Saya terpana mendengar perkataannya. Saya tak menyangka dia masih ingat perkataan saya kemarin. Saya bahkan sudah lupa telah berjanji padanya! Duh, ibu macam apa saya ini?
Malam itu demi melihat senyumnya kembali muncul di wajah mungilnya, saya tinggalkan sejenak kesibukan saya untuk menemaninya bermain bersama kedua adiknya. Setelah mereka tidur barulah saya mengendap-endap bangkit dari tempat tidur untuk kembali bekerja.
Tapi malam itu pikiran saya terus menerus melayang pada kejadian tadi. Tentu saja, bagaimana mungkin saya bisa berkonsentrasi setelah anak saya sendiri berkata demikian. Hati saya terusik untuk merenung sejenak. Keisya memang anak yang keras, tapi dia tidak pernah mengatakan saya “jahat”. Pelan-pelan saya mulai merunut peristiwa-peristiwa yang sebelumnya terjadi yang mungkin membuat Keisya bersikap demikian keras terhadap saya. Tiada asap tanpa api. Pasti ada sesuatu yang melatarbelakangi kejadian ini.

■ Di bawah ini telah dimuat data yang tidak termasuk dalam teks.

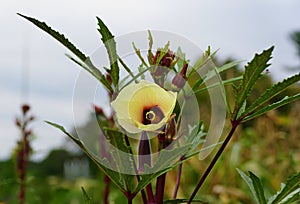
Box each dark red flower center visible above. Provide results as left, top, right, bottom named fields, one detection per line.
left=142, top=105, right=165, bottom=125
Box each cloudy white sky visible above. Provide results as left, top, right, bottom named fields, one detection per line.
left=0, top=0, right=300, bottom=159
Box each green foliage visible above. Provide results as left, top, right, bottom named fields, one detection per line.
left=164, top=199, right=208, bottom=204
left=18, top=14, right=300, bottom=204
left=18, top=13, right=87, bottom=61
left=18, top=14, right=115, bottom=92
left=268, top=172, right=300, bottom=204
left=231, top=46, right=274, bottom=120
left=81, top=187, right=93, bottom=204
left=97, top=17, right=119, bottom=86
left=237, top=169, right=300, bottom=204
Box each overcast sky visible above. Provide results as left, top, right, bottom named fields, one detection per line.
left=0, top=0, right=300, bottom=159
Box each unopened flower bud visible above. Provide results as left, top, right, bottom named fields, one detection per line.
left=22, top=104, right=30, bottom=115
left=15, top=118, right=21, bottom=127
left=172, top=64, right=188, bottom=91
left=94, top=105, right=104, bottom=115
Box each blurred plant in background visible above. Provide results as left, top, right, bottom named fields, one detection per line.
left=0, top=14, right=300, bottom=203
left=15, top=104, right=34, bottom=204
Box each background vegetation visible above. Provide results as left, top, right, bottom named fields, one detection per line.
left=0, top=33, right=300, bottom=204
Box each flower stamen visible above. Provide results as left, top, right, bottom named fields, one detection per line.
left=142, top=105, right=165, bottom=125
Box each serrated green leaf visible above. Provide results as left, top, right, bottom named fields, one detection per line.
left=243, top=73, right=300, bottom=118
left=119, top=57, right=134, bottom=80
left=249, top=171, right=267, bottom=204
left=18, top=13, right=87, bottom=62
left=66, top=54, right=113, bottom=93
left=231, top=46, right=274, bottom=120
left=147, top=30, right=153, bottom=65
left=242, top=93, right=300, bottom=123
left=164, top=198, right=208, bottom=204
left=269, top=172, right=300, bottom=204
left=97, top=17, right=120, bottom=87
left=45, top=121, right=128, bottom=193
left=156, top=41, right=170, bottom=64
left=193, top=76, right=242, bottom=94
left=81, top=186, right=93, bottom=204
left=236, top=168, right=259, bottom=203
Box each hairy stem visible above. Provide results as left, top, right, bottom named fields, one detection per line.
left=173, top=157, right=184, bottom=199
left=125, top=135, right=148, bottom=204
left=146, top=183, right=155, bottom=204
left=188, top=121, right=240, bottom=204
left=103, top=175, right=110, bottom=204
left=156, top=173, right=167, bottom=204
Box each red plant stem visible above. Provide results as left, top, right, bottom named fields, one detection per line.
left=187, top=121, right=240, bottom=204
left=173, top=157, right=184, bottom=199
left=146, top=183, right=156, bottom=204
left=156, top=173, right=167, bottom=204
left=125, top=135, right=148, bottom=204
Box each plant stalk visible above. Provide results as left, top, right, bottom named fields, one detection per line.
left=173, top=157, right=184, bottom=199
left=187, top=121, right=240, bottom=204
left=125, top=135, right=148, bottom=204
left=156, top=173, right=167, bottom=204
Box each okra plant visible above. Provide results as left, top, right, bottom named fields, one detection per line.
left=19, top=14, right=300, bottom=203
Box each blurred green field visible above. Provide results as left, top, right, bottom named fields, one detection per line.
left=0, top=63, right=300, bottom=204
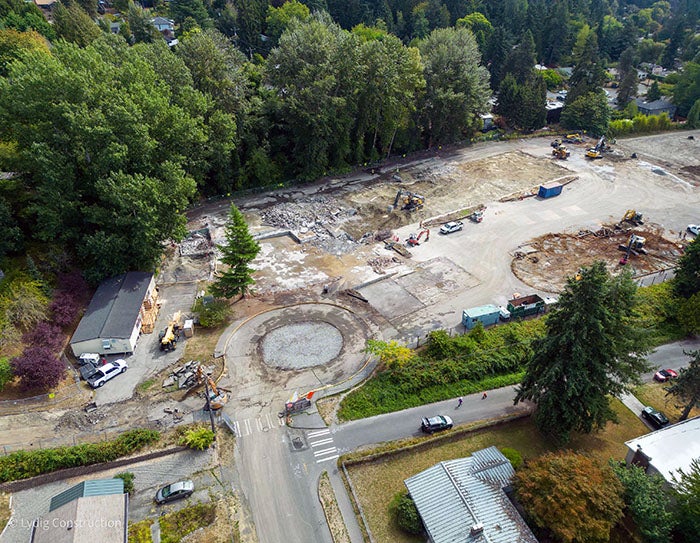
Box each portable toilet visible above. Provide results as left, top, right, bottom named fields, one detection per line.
left=462, top=304, right=501, bottom=330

Saya teringat awal kesibukan saya dimulai. Dulu saat Keisya lahir, sebagian besar waktu saya tercurah untuknya. Bisa dibilang kesibukan saya hanya urusan rumah dan mengurusnya. Tetapi ketika saya memutuskan menekuni dunia tulis menulis di tahun 2007, sedikit demi sedikit saya mulai menargetkan diri saya untuk menulis ini dan itu. Writing is my passion. Maka tidak heran jika di tahun 2007 dan 2008 resolusi tahun baru saya pun tak jauh-jauh dari dunia tulis menulis. Menyelesaikan minimal tiga tulisan dalam seminggu, membuat serta mengirimkan paling sedikit tiga naskah buku dalam setahun, dan menjalin komunikasi yang intens dengan komunitas penulis. Sama sekali tidak ada resolusi saya yang berkaitan dengan hubungan saya dan anak.

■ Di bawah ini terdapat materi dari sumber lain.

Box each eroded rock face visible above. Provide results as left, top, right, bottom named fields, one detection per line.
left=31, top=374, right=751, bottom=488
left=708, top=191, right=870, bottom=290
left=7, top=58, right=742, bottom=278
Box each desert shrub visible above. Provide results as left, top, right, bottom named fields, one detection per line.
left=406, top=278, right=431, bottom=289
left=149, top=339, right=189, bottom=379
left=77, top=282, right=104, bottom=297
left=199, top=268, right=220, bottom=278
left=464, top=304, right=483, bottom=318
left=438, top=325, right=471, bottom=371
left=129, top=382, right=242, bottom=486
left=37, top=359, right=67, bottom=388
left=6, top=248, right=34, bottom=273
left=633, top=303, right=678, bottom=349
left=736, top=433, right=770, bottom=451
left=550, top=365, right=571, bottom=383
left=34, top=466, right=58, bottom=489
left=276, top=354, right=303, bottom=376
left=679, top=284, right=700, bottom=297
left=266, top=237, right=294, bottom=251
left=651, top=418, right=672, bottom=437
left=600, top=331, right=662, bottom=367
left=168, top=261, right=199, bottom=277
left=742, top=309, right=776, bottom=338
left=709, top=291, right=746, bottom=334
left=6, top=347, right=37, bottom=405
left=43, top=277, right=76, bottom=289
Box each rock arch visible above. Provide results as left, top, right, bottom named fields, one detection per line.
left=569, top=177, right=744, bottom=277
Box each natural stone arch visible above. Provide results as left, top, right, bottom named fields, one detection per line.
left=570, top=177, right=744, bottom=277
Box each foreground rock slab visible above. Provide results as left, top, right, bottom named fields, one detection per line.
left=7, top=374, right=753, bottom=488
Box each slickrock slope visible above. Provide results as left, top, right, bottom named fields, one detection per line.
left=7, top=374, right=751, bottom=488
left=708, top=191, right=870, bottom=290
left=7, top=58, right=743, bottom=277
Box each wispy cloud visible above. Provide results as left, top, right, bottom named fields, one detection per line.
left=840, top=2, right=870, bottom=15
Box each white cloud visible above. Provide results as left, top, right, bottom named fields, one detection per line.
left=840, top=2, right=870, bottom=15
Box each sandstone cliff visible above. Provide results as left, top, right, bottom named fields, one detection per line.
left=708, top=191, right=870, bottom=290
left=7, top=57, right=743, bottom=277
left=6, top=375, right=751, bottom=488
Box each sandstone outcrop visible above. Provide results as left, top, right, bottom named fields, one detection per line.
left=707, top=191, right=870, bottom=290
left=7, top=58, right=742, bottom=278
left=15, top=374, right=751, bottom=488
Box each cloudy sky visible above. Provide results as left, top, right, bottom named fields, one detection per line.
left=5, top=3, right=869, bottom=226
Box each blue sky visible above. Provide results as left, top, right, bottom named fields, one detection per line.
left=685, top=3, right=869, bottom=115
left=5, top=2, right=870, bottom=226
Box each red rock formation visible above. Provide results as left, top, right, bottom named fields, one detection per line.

Di akhir tahun 2008 keluarga kami mengalami sebuah cobaan yang membuat mata hati dan pikiran saya terbuka. Saat saya hamil untuk kedua kalinya, suami saya mengalami sebuah kecelakaan. Akibatnya, dia sempat dirawat di ruang intensif sebuah rumah sakit selama beberapa waktu. Waktu itu saya sempat berpikir dia tidak bisa bekerja lagi dengan baik karena kondisinya itu. Syukurlah, tidak berapa lama dia sembuh total. Namun, kecelakaan itu membuat saya berpikir ulang mengenai profesi saya sebagai penulis.
Saya memang mencintai pekerjaan saya, tetapi saya tidak bisa menggantungkan seluruh harapan saya hanya pada tulis menulis. Pepatah yang mengatakan, “jangan menaruh seluruh telur Anda dalam satu keranjang” mungkin cocok untuk diterapkan. Tidak mungkin keluarga kami menggantungkan seluruh keluarga hanya dari satu sumber penghasilan.

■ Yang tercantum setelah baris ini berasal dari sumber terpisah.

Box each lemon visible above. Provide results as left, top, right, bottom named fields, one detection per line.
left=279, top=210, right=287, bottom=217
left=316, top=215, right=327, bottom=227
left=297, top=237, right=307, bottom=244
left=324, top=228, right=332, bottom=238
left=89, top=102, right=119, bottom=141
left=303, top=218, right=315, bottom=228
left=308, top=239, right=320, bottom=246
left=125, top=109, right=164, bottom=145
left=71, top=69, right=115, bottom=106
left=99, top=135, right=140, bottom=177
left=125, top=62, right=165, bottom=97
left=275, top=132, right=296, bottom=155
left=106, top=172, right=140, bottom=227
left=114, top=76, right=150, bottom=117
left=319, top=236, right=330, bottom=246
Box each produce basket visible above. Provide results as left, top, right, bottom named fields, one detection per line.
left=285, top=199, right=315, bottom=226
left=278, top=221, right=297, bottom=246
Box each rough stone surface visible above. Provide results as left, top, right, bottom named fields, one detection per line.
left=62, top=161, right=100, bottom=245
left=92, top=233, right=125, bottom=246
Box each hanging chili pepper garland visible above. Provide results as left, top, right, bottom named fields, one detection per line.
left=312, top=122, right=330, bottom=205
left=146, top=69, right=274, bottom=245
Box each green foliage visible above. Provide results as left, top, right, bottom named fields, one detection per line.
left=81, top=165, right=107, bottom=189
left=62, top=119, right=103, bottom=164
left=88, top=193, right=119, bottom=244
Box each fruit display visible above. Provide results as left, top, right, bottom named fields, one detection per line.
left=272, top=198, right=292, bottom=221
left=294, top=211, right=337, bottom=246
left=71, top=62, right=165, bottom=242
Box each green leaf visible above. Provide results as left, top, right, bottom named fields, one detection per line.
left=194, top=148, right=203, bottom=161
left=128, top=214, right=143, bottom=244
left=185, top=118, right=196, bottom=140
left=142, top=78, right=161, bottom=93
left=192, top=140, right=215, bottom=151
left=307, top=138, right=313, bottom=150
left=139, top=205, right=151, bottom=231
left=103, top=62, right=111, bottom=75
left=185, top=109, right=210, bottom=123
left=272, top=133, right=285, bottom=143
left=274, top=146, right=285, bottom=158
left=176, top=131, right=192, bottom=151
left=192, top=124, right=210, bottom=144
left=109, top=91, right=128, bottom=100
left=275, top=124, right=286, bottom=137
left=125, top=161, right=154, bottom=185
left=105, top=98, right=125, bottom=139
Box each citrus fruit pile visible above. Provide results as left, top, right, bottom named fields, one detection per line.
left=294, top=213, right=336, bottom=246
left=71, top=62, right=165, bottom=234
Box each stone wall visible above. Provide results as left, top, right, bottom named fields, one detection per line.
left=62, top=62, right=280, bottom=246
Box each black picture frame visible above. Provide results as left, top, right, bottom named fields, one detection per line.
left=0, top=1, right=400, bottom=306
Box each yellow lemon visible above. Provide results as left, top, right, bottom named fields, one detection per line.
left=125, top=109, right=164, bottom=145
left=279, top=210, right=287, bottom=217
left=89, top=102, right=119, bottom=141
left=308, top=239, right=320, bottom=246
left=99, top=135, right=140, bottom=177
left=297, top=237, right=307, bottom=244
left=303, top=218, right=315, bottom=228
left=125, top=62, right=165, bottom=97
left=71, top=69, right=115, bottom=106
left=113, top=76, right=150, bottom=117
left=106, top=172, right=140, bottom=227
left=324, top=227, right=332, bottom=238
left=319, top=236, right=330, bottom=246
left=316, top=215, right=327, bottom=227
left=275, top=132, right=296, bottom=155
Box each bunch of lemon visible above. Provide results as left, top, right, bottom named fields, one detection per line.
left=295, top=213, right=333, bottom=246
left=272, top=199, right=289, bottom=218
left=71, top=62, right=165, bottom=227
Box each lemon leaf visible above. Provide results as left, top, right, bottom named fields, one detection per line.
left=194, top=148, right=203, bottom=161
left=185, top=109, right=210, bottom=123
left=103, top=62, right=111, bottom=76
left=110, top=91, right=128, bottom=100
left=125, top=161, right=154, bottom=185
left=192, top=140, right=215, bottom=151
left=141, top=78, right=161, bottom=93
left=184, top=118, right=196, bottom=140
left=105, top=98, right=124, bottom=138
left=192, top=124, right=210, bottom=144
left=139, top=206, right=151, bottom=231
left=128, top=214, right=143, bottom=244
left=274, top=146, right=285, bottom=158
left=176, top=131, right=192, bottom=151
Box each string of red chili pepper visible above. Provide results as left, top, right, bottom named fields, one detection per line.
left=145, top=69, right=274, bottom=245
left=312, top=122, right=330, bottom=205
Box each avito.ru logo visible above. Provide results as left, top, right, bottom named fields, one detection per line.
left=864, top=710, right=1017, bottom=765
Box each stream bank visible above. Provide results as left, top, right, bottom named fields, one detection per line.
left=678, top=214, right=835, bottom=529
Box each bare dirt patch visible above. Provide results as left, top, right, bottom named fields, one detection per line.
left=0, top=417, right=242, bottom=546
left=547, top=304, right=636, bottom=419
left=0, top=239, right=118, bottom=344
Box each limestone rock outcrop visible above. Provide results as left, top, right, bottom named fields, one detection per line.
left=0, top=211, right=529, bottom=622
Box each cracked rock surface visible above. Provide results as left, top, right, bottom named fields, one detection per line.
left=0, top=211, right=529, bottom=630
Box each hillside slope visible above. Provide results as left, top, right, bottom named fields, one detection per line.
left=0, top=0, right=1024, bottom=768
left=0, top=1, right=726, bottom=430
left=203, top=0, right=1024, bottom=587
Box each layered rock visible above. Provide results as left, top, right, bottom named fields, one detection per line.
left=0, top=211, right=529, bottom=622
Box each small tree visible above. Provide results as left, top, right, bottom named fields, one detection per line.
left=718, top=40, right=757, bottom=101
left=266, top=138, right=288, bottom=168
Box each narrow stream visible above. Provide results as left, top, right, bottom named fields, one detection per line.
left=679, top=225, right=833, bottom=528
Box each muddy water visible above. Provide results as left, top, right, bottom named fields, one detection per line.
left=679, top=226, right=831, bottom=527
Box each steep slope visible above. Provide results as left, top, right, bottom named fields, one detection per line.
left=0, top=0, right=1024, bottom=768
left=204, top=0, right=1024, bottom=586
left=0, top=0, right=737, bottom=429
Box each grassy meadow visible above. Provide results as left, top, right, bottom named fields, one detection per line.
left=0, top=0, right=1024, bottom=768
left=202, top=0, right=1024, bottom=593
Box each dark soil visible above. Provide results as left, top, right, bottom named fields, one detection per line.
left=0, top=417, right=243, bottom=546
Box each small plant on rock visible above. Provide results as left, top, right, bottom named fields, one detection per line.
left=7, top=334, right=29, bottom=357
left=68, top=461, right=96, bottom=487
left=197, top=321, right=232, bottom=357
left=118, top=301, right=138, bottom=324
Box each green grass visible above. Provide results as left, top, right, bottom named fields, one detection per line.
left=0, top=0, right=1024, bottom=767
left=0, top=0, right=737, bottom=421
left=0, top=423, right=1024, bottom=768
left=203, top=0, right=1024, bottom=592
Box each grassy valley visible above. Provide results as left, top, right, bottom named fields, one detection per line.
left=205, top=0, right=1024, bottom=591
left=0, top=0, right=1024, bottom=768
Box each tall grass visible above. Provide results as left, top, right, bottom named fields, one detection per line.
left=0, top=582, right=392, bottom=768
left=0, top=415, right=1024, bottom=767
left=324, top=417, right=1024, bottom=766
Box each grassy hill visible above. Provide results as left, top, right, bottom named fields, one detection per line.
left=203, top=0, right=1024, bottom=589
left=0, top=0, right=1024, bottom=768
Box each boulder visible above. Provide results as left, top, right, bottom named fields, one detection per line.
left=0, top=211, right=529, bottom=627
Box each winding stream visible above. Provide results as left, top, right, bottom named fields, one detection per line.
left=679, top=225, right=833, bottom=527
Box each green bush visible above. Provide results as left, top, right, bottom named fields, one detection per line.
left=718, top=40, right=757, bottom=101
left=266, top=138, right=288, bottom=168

Saya sungguh berharap keluarga kami baik-baik saja. Tetapi tetap saja seharusnya saya bersiap jika sesuatu yang terburuk terjadi. Manusia bisa saja berencana tetapi Tuhan yang berkuasa bukan? Saya ingin bisa mandiri secara finansial, apalagi jika memikirkan tiga orang anak yang bergantung pada kami berdua. Tentu ketiganya membutuhkan dana yang tidak sedikit.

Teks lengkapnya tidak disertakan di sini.